Truth in Society

Tuesday, Sept. 20, 1994

Prompt #7


The plan for this morning . . .

First off, put the reflections you've written about the videos you watched as a participant in The Last Truth in Society Film Celebration in the marked box. Before dropping yours into the box, make sure that you have recorded your name, and clearly indicated at the top of each page the particular video being discussed. We'll make use of these reflections a bit later.

By now, you probably have some idea about what each of the six episodes involved. Undoubtedly, though, there are still many gaps in your understanding and knowledge. It may not be clear, for instance, who the principal protagonists were, and what the concrete sequence of events was, or what else was going on at that historical moment. Today our task is to identify the gaps, and to fill as many of them as we can. We want to soon arrive at the point where everyone has a fairly coherent picture of "what happened" in each of the six episodes; then we'll be able to start discussing which three we want to examine in greater depth for the remainder of the term.

Later in the term we'll spend a good deal of time cooking up and chewing on "big questions," the kind that have to do with "the broader context," "the long-term implications," "the wider meanings and significance of the events," and so on. At that stage, making the effort to learn about the distinctive perspectives of religious studies, literary analysis and sociology will be fruitful.
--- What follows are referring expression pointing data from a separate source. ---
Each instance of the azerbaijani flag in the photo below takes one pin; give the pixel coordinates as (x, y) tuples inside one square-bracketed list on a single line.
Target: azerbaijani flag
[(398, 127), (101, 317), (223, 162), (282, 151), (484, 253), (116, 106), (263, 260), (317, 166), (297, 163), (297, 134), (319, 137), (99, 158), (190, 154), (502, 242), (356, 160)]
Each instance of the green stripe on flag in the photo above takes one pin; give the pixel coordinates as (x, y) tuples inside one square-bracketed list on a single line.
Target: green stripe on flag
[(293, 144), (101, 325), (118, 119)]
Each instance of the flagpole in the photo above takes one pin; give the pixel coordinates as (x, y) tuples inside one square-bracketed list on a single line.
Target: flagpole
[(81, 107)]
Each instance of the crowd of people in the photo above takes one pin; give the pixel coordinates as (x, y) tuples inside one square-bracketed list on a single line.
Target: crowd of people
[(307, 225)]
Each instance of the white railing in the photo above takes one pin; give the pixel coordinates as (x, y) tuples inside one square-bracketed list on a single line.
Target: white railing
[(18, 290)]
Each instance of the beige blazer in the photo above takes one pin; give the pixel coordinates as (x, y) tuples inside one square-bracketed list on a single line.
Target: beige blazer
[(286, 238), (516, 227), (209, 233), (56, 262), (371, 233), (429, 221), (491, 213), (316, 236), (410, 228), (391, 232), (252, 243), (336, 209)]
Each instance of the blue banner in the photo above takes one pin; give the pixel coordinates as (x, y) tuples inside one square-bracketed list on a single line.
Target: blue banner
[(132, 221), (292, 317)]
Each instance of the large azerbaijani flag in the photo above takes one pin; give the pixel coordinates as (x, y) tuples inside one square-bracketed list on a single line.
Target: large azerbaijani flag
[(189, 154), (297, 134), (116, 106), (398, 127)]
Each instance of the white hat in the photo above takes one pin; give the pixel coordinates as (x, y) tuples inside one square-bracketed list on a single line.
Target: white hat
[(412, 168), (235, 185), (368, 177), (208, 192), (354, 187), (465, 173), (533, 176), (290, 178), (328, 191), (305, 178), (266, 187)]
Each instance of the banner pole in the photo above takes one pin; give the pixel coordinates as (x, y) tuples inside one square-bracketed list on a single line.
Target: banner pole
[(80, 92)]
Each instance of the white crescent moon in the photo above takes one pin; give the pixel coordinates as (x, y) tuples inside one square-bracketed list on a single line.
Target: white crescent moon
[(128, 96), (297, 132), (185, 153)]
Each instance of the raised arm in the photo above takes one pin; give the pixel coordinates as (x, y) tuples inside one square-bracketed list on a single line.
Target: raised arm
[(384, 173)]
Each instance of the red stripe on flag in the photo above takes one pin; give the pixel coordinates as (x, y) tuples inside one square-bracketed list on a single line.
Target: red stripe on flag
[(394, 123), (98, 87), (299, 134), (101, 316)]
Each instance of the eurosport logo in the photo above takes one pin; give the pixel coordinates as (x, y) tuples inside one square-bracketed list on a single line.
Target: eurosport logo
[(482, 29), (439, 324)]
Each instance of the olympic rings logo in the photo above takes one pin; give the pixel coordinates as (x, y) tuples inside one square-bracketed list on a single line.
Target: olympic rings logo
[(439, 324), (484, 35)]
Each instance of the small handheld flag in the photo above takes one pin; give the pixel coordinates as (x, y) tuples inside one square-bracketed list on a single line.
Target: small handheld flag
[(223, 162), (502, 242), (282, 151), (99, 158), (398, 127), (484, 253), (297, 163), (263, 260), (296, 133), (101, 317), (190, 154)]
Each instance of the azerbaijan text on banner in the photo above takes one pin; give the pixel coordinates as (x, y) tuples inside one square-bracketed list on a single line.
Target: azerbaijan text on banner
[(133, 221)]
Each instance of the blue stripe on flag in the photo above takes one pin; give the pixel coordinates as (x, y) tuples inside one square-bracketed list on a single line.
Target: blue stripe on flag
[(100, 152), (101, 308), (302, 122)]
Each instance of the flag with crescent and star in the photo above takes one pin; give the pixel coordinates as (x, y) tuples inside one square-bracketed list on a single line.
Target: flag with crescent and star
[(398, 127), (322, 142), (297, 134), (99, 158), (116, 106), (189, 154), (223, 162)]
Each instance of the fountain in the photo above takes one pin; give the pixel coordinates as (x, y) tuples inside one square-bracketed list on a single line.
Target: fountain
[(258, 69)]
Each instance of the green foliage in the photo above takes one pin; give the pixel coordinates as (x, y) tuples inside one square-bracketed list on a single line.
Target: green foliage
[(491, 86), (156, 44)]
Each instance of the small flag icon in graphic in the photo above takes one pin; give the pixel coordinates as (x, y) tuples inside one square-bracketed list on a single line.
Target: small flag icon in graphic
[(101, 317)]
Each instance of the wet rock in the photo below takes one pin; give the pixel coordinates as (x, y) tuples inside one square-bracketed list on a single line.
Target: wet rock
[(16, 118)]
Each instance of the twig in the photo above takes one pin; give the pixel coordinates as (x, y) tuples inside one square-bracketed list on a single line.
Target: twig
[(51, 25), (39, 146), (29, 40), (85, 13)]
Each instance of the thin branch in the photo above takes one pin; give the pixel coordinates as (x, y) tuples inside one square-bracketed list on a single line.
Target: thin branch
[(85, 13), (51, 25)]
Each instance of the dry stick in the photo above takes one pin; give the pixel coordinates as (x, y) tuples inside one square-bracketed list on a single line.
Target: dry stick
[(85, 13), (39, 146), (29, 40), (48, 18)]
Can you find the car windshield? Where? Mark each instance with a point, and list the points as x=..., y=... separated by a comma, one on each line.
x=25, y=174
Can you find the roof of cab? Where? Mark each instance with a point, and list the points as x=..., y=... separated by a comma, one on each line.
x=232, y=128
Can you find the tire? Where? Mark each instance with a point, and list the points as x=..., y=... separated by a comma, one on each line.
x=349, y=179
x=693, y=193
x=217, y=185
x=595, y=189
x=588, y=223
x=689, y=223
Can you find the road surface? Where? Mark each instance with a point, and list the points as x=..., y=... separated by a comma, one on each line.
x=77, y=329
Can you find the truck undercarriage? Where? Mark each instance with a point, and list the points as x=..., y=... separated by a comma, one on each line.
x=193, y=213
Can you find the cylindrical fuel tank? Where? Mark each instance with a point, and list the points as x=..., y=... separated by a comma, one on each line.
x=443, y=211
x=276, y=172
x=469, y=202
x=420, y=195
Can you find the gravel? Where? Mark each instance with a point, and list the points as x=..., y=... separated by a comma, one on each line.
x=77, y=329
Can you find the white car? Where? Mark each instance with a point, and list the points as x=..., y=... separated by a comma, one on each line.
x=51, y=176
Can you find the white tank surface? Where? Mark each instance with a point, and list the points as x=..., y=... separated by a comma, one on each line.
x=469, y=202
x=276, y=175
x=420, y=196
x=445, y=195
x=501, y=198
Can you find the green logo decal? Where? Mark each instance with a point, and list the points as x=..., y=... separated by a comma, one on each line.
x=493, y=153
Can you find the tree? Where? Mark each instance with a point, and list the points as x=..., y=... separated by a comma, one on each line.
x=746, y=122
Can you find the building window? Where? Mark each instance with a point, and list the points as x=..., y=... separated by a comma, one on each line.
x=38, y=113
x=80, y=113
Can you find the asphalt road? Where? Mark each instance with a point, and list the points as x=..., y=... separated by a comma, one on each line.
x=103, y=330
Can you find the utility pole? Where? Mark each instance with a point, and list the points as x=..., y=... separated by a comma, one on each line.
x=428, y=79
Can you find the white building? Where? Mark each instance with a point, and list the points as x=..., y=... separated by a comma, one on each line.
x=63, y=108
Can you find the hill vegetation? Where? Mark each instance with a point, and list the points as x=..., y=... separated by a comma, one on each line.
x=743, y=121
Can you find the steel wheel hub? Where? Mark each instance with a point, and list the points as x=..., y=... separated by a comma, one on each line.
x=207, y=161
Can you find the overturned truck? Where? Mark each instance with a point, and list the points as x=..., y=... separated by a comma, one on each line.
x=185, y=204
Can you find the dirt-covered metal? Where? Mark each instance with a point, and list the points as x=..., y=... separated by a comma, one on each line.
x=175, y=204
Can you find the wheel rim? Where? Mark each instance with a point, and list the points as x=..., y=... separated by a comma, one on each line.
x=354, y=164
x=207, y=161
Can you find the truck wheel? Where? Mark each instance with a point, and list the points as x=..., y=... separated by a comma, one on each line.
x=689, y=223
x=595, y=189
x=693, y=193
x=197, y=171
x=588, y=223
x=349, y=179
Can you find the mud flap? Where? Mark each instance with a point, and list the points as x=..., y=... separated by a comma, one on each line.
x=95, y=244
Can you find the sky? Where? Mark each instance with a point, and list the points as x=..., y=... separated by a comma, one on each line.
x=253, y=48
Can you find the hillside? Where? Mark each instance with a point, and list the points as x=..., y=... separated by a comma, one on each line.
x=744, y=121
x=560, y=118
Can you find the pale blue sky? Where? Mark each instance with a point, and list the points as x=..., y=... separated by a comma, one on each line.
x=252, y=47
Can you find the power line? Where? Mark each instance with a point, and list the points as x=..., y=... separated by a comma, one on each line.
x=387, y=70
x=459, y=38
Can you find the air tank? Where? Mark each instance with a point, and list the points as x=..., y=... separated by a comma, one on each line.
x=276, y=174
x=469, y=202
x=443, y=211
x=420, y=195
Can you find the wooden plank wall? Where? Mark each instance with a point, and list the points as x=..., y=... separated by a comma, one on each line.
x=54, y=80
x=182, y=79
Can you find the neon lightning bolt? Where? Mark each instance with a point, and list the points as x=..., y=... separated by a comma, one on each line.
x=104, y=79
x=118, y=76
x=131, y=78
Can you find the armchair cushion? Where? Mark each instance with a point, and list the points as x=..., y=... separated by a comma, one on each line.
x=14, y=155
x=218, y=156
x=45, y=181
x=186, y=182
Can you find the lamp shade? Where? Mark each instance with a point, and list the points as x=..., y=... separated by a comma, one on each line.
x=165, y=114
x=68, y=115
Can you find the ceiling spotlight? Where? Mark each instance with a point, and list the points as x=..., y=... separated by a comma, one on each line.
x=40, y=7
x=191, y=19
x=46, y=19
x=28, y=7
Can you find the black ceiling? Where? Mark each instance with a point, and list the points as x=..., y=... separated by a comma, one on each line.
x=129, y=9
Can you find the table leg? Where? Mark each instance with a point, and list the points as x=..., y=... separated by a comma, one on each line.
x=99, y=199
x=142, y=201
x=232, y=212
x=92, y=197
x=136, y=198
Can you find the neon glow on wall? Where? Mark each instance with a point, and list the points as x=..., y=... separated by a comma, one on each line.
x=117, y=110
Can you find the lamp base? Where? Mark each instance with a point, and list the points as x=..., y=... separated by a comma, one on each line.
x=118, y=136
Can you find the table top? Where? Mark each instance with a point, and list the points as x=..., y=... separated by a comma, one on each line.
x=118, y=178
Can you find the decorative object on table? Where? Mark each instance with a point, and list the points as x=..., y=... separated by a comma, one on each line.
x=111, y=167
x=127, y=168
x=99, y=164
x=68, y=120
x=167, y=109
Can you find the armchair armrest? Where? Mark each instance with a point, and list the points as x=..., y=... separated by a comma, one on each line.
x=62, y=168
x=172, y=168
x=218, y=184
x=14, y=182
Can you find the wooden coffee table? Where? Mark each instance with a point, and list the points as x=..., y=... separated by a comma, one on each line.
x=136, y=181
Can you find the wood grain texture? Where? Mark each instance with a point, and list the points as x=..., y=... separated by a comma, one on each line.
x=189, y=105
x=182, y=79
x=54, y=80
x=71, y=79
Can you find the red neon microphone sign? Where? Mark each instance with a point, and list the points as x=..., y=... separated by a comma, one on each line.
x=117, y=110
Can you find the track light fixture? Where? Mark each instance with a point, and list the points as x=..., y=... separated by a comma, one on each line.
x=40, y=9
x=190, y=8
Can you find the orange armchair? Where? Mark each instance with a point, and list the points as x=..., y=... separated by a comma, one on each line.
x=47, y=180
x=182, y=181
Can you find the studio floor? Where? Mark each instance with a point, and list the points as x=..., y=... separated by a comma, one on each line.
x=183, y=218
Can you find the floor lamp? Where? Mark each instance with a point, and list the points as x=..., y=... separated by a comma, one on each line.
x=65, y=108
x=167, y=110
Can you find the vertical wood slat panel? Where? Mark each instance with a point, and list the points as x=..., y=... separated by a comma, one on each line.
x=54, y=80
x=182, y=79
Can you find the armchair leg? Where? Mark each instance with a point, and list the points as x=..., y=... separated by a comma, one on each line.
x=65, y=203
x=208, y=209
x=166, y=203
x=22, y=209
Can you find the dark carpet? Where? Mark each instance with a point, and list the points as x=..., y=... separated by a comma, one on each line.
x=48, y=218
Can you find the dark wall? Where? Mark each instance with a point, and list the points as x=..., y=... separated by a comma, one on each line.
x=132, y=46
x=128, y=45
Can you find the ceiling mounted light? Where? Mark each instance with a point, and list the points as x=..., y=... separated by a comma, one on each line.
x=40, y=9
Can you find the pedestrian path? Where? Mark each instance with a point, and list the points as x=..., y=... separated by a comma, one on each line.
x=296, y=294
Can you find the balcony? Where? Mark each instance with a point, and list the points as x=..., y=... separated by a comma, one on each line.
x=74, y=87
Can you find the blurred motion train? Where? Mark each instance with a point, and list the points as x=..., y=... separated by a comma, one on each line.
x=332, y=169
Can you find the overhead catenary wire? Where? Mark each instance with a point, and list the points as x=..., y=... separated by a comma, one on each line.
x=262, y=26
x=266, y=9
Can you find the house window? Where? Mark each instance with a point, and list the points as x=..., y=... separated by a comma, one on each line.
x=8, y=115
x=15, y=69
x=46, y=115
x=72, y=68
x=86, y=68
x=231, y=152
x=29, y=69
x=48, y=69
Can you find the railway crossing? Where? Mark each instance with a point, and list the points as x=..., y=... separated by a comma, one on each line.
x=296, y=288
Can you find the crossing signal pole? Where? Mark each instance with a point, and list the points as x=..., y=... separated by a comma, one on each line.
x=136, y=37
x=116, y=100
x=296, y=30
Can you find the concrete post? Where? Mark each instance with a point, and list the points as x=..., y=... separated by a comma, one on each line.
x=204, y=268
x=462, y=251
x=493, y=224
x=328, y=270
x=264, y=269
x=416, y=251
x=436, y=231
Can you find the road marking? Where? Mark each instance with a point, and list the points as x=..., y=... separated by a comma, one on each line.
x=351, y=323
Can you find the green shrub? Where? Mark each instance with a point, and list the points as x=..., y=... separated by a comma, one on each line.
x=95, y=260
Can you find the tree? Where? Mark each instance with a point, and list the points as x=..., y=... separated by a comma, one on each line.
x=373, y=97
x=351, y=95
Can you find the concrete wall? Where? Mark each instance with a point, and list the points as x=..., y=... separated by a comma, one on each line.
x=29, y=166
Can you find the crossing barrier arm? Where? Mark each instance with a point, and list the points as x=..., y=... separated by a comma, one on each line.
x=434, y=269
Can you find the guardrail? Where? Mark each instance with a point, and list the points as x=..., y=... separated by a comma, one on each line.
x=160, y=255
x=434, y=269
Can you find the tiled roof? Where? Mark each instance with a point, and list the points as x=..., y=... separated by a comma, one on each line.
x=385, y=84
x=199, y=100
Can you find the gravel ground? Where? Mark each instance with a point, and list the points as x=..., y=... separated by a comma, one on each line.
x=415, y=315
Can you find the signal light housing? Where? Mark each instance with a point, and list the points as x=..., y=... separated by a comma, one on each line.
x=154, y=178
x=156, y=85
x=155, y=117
But we are not ready for the big questions yet. Right now, the kinds of questions we need to assemble are (or at least seem) smaller, more straightforward, "factual," concrete, specific, descriptive . . . We are in the library today in order to deal with as many questions of this sort as we can. The idea is to decide what we need to know to understand, as fully as possible, just what happened in each of these episodes.

To get started, let's use the yellow comment sheets attached to the "appetizers" (the photocopies of chapters, documents and articles filed in the six boxes). In the next half hour or 45 minutes, read one or two sheets from each pile, and then as many as possible from one of the piles (whichever one seems interesting). As you make your way through these comment sheets, keep asking: "What more about this do I need to know in order to better grasp what happened?" When something occurs to you, write it down.

To keep track of any questions you find while reading the comment sheets (and, probably more important, the additional ones that come to your own mind while you are reading) use the colour-coded "question sheets" provided. (You should expect that some of the comments about appetizers that you yourself have not sampled will be especially confusing. Don't worry about this; if you find yourself completely baffled, just move on to another bundle.)

It's important to remember that you should confine your questions to ones that we have a reasonable chance of finding answers to by the end of the day. That means they should mainly be pretty concrete, factual ones. Some of them, of course, may be answered in the material in the boxes that you haven't read yet; we should find that out as we go.

After this, we'll collect the "question sheets," sort them by episode, and divide them into 13 roughly equal piles. Thirteen because today you'll work as a member of a triad. (You guessed it: a triad is a three-person group. There are 40 students in the course. Assuming everyone is here, that yields thirteen groups, twelve being true triads, and the thirteenth having one extra member.)

Your group will receive a batch of question sheets, probably all relating to one episode. Your mission is to answer as many of the questions as you can, by using the resources of the library.

Before venturing out into the bowels of the library, sit together to carefully review your questions. Sort them, putting identical or similar or overlapping ones together. Then prioritize them, taken two things into account: (1) how crucial you think an answer to a certain question might be, and (2) how difficult you think it will be to find an answer. Your goal, obviously, is to make headway on as many of the more crucial (and answerable) questions as you can.

You should also take a look at the accompanying "Library Hints" sheet.

The room in which we are now sitting -- Room 112, the "Library Conference Room" -- will serve as our base camp. Periodically throughout the morning, your group may want to check-in. The three of us have arranged our schedules so that at least one of us will be "on duty," either in 112 or out helping someone, at all times. If you want to confer, look for us in Room 112 first. If you don't find us there, check the Reference Section.

Vending machines and pay phones are in the basement. (No food or drink upstairs.)

Plan to return to Room 112 so that we can convene a meeting of the whole class promptly at 1:00.